Pero me niego a aceptar la desesperanza como actitud. Sé que es el arsénico de nuestros días. La piedra negra en el corazón. Y alcanzar la paz social no será suficiente. Apenas un clima necesario. Necesitamos una certeza. Sentir que vale la pena. Que esta terquedad encarnizada vale la pena. Que tiene una desembocadura. Un final luminoso.

No tenemos más remedio que caminar hacia el futuro. Y el desánimo es un equipaje muy pesado para la ruta. Hay que recorrer el tramo final. Hay que lidiar hasta el último aliento por la validación de las firmas de cada venezolano. El revocatorio seguirá teniendo obstáculos, horas muertas, zancadillas legales, rectoras aviesas, y quizás hasta colectivos rondando las colas, intimidándonos, durante los tres días de validación. Son más de 1.300.000 personas contra los tarifados del miedo. Otra prueba. Otra montaña de estiércol. ¿Vamos a claudicar, justo ahora, cuando falta tan poco? No parece que eso sea lo que va a ocurrir.

Algunos analistas aseguran que ya la transición política comenzó, que estamos en los estertores del chavismo como gobierno. Ellos mismos lo saben: una vez más, el “hombre nuevo” se convirtió en decepción.

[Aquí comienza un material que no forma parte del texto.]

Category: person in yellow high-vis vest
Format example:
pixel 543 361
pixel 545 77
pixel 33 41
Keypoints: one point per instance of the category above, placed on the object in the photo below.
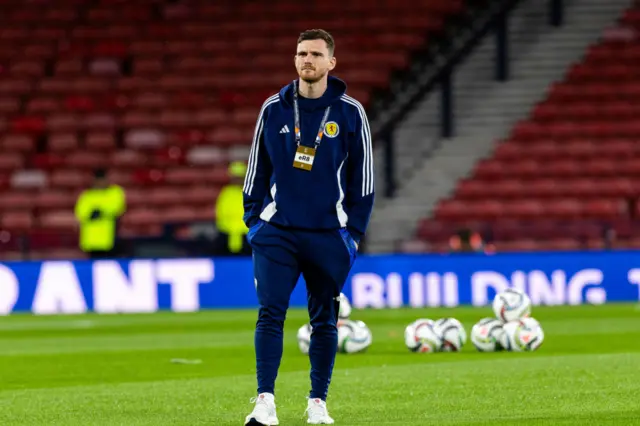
pixel 232 230
pixel 98 209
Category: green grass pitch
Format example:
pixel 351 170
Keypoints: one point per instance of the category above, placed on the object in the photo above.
pixel 118 370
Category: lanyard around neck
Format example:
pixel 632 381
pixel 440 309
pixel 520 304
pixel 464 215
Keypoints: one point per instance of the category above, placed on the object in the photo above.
pixel 296 117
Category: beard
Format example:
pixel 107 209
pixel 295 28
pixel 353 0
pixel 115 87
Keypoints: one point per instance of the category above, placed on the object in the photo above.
pixel 312 78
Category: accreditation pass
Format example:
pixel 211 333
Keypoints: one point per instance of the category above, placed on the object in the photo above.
pixel 304 158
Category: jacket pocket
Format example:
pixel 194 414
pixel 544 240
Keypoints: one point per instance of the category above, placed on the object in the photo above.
pixel 349 243
pixel 254 230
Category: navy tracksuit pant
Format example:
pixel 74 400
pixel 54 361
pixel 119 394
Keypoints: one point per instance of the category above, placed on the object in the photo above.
pixel 280 255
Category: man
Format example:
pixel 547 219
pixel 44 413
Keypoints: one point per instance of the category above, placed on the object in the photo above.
pixel 229 215
pixel 308 196
pixel 98 210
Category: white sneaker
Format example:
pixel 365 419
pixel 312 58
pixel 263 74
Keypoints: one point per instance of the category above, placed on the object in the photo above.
pixel 264 412
pixel 317 412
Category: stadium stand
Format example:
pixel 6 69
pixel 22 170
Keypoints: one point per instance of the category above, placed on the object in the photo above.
pixel 567 173
pixel 163 95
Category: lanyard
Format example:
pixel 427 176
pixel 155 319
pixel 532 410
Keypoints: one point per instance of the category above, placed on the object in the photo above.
pixel 296 116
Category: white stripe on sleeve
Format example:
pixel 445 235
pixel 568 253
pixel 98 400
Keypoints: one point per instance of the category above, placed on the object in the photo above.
pixel 365 134
pixel 255 146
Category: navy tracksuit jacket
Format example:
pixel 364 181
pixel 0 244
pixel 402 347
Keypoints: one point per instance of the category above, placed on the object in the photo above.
pixel 306 222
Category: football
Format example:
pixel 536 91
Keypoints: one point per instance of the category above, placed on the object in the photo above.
pixel 353 336
pixel 523 335
pixel 452 334
pixel 345 307
pixel 511 304
pixel 487 335
pixel 419 336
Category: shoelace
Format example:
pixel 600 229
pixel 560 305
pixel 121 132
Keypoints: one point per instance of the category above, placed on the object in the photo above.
pixel 317 409
pixel 256 399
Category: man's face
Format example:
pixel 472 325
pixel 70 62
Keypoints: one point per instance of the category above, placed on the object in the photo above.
pixel 313 60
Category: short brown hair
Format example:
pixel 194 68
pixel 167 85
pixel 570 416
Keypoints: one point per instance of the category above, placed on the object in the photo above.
pixel 318 34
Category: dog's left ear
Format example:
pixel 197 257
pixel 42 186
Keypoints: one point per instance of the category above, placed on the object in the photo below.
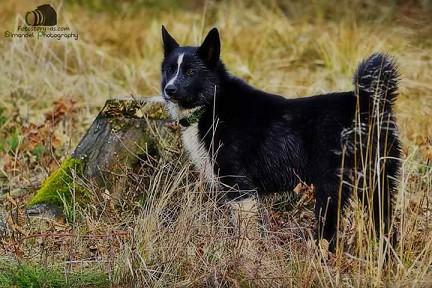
pixel 169 42
pixel 209 50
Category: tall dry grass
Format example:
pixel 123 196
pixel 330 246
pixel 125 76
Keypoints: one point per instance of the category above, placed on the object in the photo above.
pixel 181 236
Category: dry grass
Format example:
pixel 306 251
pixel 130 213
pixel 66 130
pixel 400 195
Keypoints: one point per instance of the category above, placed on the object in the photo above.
pixel 178 235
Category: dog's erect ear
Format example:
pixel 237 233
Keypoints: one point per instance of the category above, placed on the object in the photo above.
pixel 169 42
pixel 209 50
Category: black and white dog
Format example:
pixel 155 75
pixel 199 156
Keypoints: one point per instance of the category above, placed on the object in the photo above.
pixel 254 142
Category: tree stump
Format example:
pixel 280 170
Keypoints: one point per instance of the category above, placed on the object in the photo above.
pixel 124 130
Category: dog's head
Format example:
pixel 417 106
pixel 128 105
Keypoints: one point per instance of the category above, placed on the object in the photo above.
pixel 190 74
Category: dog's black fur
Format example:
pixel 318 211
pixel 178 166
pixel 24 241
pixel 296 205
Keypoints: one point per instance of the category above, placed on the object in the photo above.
pixel 342 143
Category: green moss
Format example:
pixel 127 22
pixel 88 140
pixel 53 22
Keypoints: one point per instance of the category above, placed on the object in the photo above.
pixel 59 186
pixel 14 274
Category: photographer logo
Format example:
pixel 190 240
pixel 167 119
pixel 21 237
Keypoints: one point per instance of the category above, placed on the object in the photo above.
pixel 41 23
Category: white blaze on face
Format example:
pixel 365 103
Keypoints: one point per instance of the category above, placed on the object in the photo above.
pixel 172 80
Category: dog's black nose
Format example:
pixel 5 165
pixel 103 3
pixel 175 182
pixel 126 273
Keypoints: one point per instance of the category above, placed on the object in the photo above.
pixel 170 90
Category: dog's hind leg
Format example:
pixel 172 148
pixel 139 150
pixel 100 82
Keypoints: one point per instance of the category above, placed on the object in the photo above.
pixel 331 198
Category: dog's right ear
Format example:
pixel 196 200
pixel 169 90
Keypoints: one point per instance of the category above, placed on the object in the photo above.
pixel 168 41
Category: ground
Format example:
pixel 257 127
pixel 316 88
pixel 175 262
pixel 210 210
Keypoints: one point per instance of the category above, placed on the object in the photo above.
pixel 169 230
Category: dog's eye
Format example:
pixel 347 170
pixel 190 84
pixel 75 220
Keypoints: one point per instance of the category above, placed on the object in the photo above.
pixel 171 69
pixel 190 72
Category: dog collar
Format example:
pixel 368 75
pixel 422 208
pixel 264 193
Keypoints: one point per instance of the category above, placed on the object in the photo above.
pixel 192 118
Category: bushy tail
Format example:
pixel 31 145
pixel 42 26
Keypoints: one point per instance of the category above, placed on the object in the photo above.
pixel 376 83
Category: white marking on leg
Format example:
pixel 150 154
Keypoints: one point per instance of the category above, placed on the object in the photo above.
pixel 172 80
pixel 246 218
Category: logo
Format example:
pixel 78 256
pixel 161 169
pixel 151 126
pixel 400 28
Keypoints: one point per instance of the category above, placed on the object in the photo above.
pixel 41 23
pixel 44 15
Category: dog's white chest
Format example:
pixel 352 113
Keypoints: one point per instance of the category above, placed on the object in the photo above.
pixel 197 151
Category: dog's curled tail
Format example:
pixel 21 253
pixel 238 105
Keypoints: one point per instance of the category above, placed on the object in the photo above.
pixel 376 83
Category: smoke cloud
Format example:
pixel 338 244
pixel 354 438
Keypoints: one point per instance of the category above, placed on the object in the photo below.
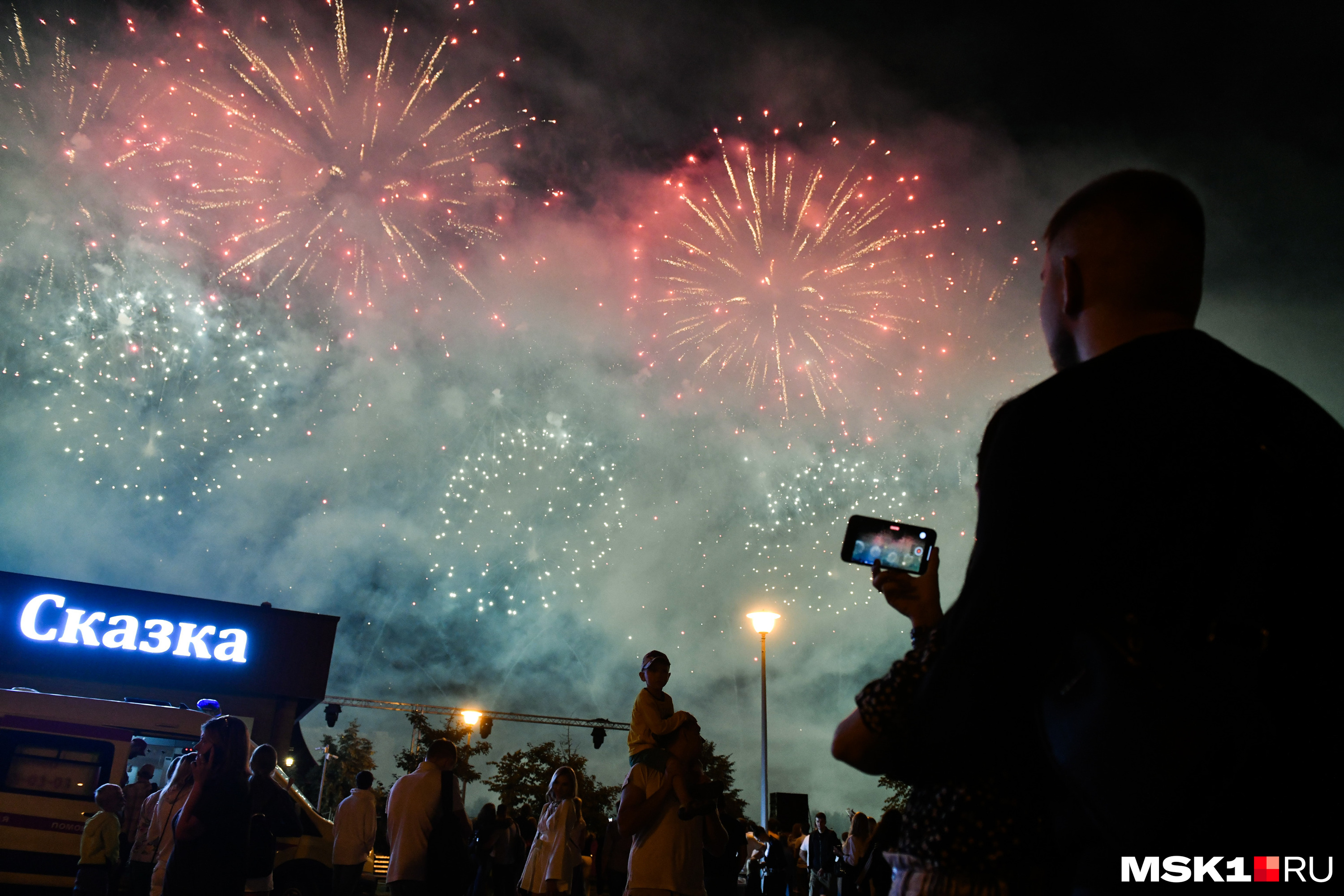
pixel 498 493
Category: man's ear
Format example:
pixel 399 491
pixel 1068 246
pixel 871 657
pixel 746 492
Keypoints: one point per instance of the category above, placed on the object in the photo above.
pixel 1073 287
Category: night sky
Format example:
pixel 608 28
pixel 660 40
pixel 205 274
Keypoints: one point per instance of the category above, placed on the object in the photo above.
pixel 667 511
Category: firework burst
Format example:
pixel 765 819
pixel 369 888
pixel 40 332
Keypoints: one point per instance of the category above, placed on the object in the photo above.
pixel 777 276
pixel 302 174
pixel 62 100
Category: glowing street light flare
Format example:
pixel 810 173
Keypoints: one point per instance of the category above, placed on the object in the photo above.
pixel 764 621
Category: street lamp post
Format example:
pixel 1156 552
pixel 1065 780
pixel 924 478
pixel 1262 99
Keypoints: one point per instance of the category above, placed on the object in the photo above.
pixel 764 622
pixel 322 786
pixel 471 716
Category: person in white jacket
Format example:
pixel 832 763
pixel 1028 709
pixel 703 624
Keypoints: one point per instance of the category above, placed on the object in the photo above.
pixel 560 839
pixel 160 836
pixel 357 825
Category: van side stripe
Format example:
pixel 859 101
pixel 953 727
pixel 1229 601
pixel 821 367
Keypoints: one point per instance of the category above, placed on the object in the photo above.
pixel 72 728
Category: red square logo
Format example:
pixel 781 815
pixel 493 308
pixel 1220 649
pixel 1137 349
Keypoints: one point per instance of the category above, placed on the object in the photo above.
pixel 1266 868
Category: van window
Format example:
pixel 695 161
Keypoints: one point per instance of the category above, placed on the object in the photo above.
pixel 53 765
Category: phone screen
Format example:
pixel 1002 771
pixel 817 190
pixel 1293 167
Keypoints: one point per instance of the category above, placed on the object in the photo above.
pixel 897 546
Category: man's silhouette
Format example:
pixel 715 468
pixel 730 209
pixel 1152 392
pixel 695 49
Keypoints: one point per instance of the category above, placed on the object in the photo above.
pixel 1150 610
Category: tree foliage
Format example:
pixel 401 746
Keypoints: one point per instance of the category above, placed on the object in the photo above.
pixel 719 767
pixel 425 734
pixel 350 754
pixel 900 793
pixel 522 777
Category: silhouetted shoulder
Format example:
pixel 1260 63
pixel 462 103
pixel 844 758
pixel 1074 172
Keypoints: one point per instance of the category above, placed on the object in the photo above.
pixel 1178 379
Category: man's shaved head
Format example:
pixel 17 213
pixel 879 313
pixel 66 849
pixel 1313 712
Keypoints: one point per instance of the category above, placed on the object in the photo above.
pixel 1148 229
pixel 1124 257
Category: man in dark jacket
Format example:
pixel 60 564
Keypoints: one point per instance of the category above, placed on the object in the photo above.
pixel 1147 618
pixel 822 847
pixel 273 802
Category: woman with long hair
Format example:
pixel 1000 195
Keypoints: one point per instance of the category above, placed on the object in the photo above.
pixel 560 837
pixel 210 855
pixel 486 835
pixel 159 840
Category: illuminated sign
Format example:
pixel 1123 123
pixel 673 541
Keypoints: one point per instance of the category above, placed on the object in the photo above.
pixel 57 633
pixel 41 621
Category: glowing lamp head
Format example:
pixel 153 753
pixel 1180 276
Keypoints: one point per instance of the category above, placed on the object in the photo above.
pixel 764 622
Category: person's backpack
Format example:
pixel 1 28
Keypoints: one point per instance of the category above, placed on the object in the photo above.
pixel 261 847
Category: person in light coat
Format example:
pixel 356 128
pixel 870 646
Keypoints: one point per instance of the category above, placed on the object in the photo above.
pixel 560 839
pixel 159 839
pixel 357 827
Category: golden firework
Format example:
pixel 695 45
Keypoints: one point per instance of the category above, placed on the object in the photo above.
pixel 297 174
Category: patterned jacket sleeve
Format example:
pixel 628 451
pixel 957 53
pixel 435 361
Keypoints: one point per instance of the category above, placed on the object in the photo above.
pixel 885 703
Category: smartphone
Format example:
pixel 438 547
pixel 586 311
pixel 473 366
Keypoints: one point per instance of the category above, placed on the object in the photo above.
pixel 897 546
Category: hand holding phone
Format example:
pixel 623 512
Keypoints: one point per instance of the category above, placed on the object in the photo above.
pixel 897 546
pixel 917 598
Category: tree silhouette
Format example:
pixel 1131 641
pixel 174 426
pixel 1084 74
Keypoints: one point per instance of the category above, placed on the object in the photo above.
pixel 351 754
pixel 522 777
pixel 719 767
pixel 456 731
pixel 900 793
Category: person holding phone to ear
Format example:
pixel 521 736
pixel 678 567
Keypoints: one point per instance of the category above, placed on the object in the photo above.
pixel 210 831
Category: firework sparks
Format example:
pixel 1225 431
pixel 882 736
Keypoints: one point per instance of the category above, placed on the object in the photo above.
pixel 299 174
pixel 62 101
pixel 777 275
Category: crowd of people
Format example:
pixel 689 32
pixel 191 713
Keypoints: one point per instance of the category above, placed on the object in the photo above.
pixel 1127 671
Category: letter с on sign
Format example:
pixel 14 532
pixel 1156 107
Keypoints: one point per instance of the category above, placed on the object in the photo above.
pixel 47 618
pixel 76 637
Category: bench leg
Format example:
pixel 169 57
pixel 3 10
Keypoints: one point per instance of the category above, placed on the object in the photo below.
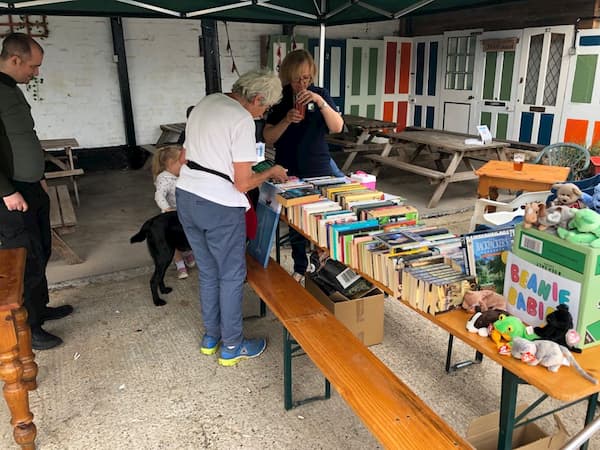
pixel 290 346
pixel 287 370
pixel 462 364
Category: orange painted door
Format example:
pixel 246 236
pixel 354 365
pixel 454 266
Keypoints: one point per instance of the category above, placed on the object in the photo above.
pixel 581 113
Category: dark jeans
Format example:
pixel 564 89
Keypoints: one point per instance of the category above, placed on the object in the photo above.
pixel 298 243
pixel 30 229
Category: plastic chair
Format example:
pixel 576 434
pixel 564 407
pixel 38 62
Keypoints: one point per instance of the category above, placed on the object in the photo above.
pixel 566 154
pixel 505 212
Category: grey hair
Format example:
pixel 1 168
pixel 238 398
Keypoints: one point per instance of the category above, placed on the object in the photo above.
pixel 262 83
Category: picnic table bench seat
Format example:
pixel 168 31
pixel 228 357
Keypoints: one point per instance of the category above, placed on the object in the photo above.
pixel 395 415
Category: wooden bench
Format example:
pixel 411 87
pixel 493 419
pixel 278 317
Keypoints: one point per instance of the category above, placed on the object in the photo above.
pixel 62 221
pixel 395 415
pixel 350 145
pixel 391 161
pixel 65 163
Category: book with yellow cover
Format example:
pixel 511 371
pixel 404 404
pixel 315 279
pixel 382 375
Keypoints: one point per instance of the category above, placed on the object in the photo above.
pixel 297 196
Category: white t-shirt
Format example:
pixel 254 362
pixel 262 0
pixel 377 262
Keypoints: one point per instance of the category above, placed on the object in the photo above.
pixel 218 133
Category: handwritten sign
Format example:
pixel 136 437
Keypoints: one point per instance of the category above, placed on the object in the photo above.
pixel 532 292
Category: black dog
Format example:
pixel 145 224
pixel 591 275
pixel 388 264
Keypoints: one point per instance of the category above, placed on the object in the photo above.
pixel 163 234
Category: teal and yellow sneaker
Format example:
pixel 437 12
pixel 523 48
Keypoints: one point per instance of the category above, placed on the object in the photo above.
pixel 249 348
pixel 209 345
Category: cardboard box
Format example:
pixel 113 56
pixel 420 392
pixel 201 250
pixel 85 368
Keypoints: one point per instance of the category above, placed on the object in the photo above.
pixel 483 434
pixel 573 273
pixel 363 316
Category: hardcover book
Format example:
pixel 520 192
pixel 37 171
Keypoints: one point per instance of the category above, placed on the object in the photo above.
pixel 297 196
pixel 486 257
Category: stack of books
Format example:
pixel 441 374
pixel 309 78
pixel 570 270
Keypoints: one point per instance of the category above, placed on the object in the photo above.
pixel 434 284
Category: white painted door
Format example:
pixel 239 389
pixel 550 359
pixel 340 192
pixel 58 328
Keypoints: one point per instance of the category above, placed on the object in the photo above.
pixel 364 78
pixel 581 112
pixel 542 83
pixel 457 96
pixel 496 80
pixel 334 67
pixel 424 99
pixel 396 80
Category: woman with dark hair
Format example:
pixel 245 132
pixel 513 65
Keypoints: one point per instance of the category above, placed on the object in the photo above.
pixel 297 127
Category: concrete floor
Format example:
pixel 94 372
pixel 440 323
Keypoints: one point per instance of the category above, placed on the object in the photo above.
pixel 130 375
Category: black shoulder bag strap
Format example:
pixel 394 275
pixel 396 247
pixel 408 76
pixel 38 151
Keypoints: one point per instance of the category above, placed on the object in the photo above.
pixel 196 166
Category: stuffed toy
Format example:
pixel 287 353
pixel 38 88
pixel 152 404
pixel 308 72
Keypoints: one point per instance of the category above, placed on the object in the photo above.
pixel 583 228
pixel 482 322
pixel 506 328
pixel 485 299
pixel 559 328
pixel 532 214
pixel 593 201
pixel 568 194
pixel 548 354
pixel 554 217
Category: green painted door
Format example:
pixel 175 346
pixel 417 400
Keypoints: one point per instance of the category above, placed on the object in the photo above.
pixel 496 80
pixel 364 78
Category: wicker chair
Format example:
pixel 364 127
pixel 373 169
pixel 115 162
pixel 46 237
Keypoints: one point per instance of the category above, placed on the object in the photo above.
pixel 566 154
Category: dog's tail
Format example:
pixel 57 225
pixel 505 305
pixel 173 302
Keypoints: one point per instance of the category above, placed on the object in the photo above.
pixel 140 236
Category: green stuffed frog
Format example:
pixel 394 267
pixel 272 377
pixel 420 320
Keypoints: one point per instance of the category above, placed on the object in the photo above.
pixel 584 228
pixel 506 328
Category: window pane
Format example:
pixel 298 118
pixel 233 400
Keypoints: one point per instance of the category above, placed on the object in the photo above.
pixel 533 68
pixel 553 70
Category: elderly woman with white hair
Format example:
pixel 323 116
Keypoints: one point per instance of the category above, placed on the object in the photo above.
pixel 220 148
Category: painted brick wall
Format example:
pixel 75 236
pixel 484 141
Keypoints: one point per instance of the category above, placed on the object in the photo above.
pixel 80 97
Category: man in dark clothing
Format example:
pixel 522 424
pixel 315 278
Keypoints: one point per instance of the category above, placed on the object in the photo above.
pixel 25 209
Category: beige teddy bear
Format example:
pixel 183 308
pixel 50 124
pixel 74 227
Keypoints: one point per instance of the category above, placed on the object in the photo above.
pixel 568 194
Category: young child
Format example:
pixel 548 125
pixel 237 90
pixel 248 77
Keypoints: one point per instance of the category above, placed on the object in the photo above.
pixel 165 171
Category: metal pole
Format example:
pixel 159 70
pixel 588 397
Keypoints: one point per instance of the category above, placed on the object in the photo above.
pixel 212 60
pixel 322 56
pixel 120 57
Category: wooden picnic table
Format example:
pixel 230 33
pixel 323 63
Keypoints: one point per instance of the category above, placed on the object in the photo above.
pixel 440 145
pixel 362 143
pixel 66 164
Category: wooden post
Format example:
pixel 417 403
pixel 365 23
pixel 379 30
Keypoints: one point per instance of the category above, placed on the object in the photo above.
pixel 17 367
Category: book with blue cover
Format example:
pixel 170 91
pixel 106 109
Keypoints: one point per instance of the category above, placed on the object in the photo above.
pixel 267 214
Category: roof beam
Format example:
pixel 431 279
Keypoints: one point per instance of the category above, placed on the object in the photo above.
pixel 34 3
pixel 412 8
pixel 376 10
pixel 338 10
pixel 288 10
pixel 169 12
pixel 202 12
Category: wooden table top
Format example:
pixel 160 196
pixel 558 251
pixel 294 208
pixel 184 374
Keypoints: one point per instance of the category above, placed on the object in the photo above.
pixel 566 385
pixel 441 139
pixel 366 123
pixel 531 172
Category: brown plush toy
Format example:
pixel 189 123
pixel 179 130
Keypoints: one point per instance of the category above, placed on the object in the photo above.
pixel 568 194
pixel 485 299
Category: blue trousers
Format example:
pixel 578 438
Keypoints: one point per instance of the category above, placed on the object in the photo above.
pixel 217 235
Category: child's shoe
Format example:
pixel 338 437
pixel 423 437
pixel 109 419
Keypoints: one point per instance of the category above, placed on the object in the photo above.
pixel 209 345
pixel 189 260
pixel 249 348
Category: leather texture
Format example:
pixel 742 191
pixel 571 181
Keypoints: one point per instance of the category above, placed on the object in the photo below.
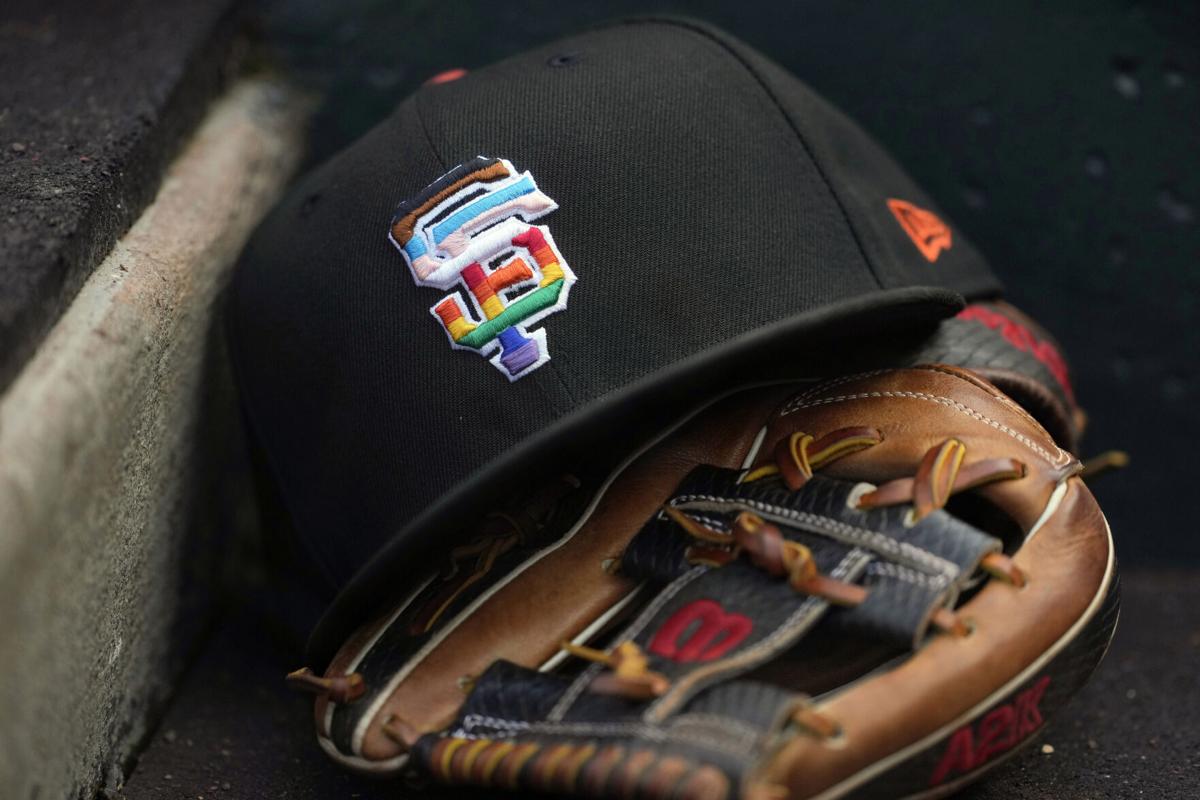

Necesitamos, por eso, no solo de la coherencia de nuestros políticos. No solo la renuncia a los intereses personales (ya habrá tiempo para ellos). No sólo el resuello de los activistas del entusiasmo. Necesitamos comenzar a ser mejores. Necesitamos el impulso de los pequeños héroes cotidianos. Necesitamos ser ciudadanos en el sentido unitario de la palabra. Necesitamos del orfebre en su arte. Del escriba en su labor. Del que cocina y emula a los dioses. Del que hace música y entonces el silencio baila. Del profesor y su salón de clases hechizado. Del atleta que romperá el récord. Del obrero calzando el último ladrillo de la obra. Del ama de casa que vence sobre los elementos. Necesitamos el resurgimiento de nuestra base moral. El trampolín de la ética ciudadana.

El optimismo siempre es un territorio desconocido. La desesperanza posee una gran madre, que es la muerte, fin de todas las narrativas humanas. Pero la historia solo la cuentan quienes  han insistido. El país debe ser salvado. Por eso necesita concebir el mayor plan de convivencia nacional que se haya planteado alguna vez. Repetir el gesto de nacer como sociedad. Intentarlo todo de nuevo. Necesitamos a los tercos, tarareando su obstinada música dentro de nuestros pechos. A los dolientes de este mapa extraordinario. A los venezolanos de bien. En un gesto multitudinario de redención final.